ROOT_PATH = os.getcwd()
if "/kaggle" in ROOT_PATH:
    ROOT_PATH = "/kaggle/input"
    sys.path.append(os.path.join(ROOT_PATH, "map-utilities"))

In [3]:
import pandas as pd
import numpy as np
import joblib
import matplotlib.pyplot as plt

import torch
from datasets import Dataset
from peft import PeftModel, LoraConfig, TaskType
from transformers import BitsAndBytesConfig

from utils import (
    stringify_input,
    get_model_name,
    get_sequence_classifier,
    get_tokenizer,
    get_training_arguments,
    get_trainer,
)

2025-09-26 17:51:02.661123: E external/local_xla/xla/stream_executor/cuda/cuda_fft.cc:477] Unable to register cuFFT factory: Attempting to register factory for plugin cuFFT when one has already been registered
E0000 00:00:1758909063.011549      19 cuda_dnn.cc:8310] Unable to register cuDNN factory: Attempting to register factory for plugin cuDNN when one has already been registered
E0000 00:00:1758909063.114286      19 cuda_blas.cc:1418] Unable to register cuBLAS factory: Attempting to register factory for plugin cuBLAS when one has already been registered


In [4]:
le = joblib.load(os.path.join(ROOT_PATH, "map-utilities", "label_encoder.joblib"))
n_classes = len(le.classes_)

https://scikit-learn.org/stable/model_persistence.html#security-maintainability-limitations


In [5]:
N_FOLDS = 5
TOP_K = 10

BASE_MODEL = "deepseek-math/pytorch/deepseek-math-7b-instruct/1"

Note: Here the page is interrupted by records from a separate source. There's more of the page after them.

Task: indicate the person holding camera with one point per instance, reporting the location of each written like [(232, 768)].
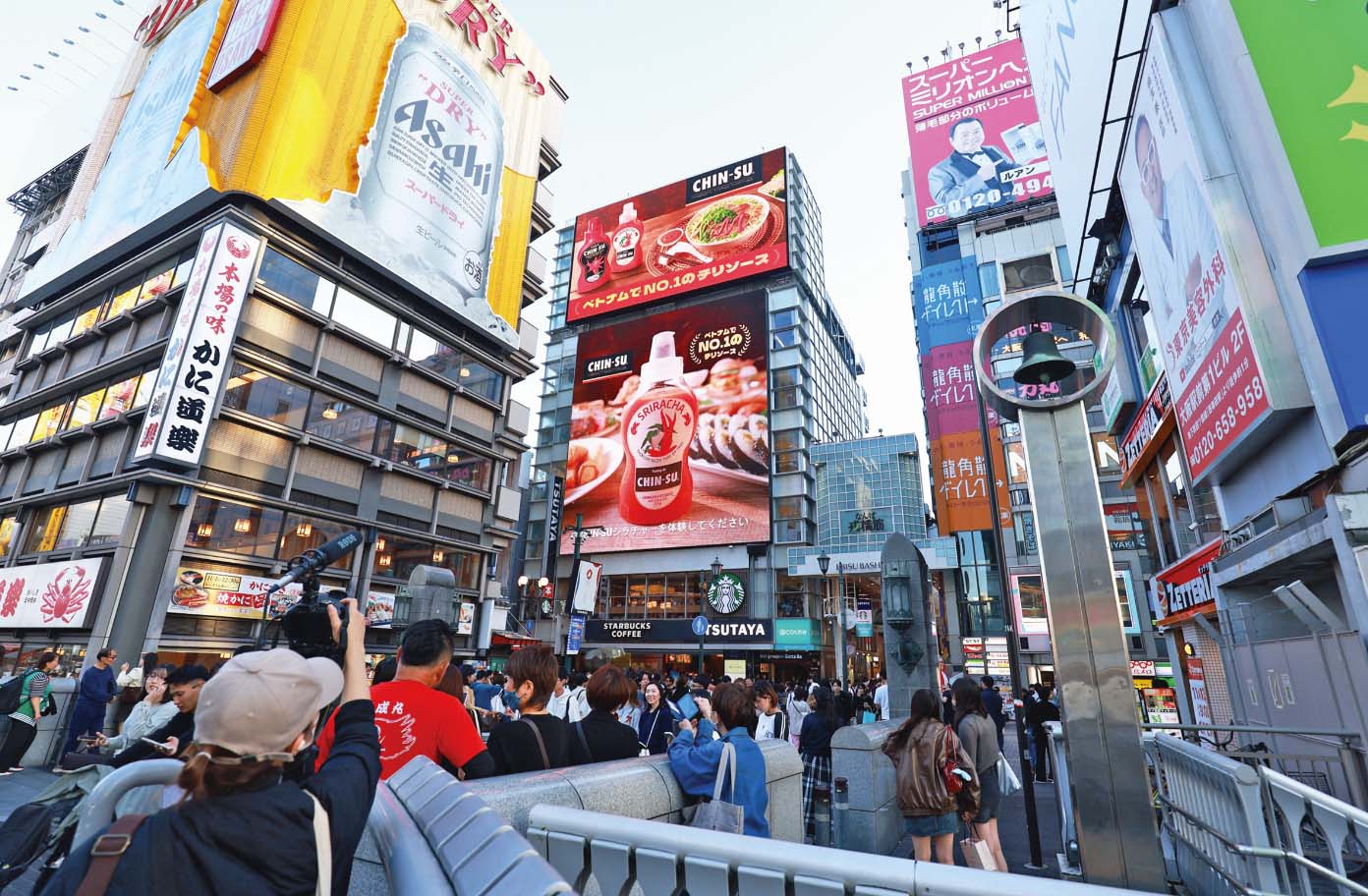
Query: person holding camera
[(245, 823)]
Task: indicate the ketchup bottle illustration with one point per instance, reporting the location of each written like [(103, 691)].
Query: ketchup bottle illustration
[(593, 257), (659, 422)]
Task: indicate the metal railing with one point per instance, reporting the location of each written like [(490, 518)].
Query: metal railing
[(1327, 760), (1242, 826), (610, 854)]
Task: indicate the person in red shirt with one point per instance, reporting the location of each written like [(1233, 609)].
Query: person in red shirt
[(416, 720)]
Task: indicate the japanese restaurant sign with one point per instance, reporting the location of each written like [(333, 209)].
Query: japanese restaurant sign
[(200, 591), (48, 595), (196, 362)]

if "/kaggle" not in ROOT_PATH:
    BASE_MODEL = os.path.join(ROOT_PATH, BASE_MODEL)

MODEL_NAME = get_model_name("/kaggle" in ROOT_PATH, ROOT_PATH, BASE_MODEL)
ADAPTER_PATH = get_model_name("/kaggle" in ROOT_PATH, ROOT_PATH, "deepseek-math-7b-instruct-qlora-4bit-5fold/transformers/default/1")

USE_LORA = True
USE_QLORA = False
BITS = 4
USE_4BIT = BITS == 4
USE_8BIT = BITS == 8

In [6]:
TRAIN_PATH = os.path.join(ROOT_PATH, "map-charting-student-math-misunderstandings", "train.csv")
TEST_PATH = os.path.join(ROOT_PATH, "map-charting-student-math-misunderstandings", "test.csv")

In [7]:
train_df = pd.read_csv(TRAIN_PATH)
test_df = pd.read_csv(TEST_PATH)

In [8]:
print("Training Shape:", train_df.shape)
print("Testing Shape:", test_df.shape)

Training Shape: (36696, 7)
Testing Shape: (3, 5)


In [9]:
idx = train_df.Category.str.contains("True", case=False)
tmp = train_df.loc[idx].copy()
tmp["c"] = tmp.groupby(["QuestionId", "MC_Answer"]).MC_Answer.transform("count")
tmp = tmp.sort_values("c", ascending=False)
tmp = tmp.drop_duplicates(["QuestionId"])
tmp = tmp[["QuestionId", "MC_Answer"]]
tmp["is_mc_answer_correct"] = True

train_df = train_df.merge(tmp, on=["QuestionId", "MC_Answer"], how="left")
train_df.is_mc_answer_correct = train_df.is_mc_answer_correct.fillna(False)

test_df = test_df.merge(tmp, on=["QuestionId", "MC_Answer"], how="left")
test_df.is_mc_answer_correct = test_df.is_mc_answer_correct.fillna(False)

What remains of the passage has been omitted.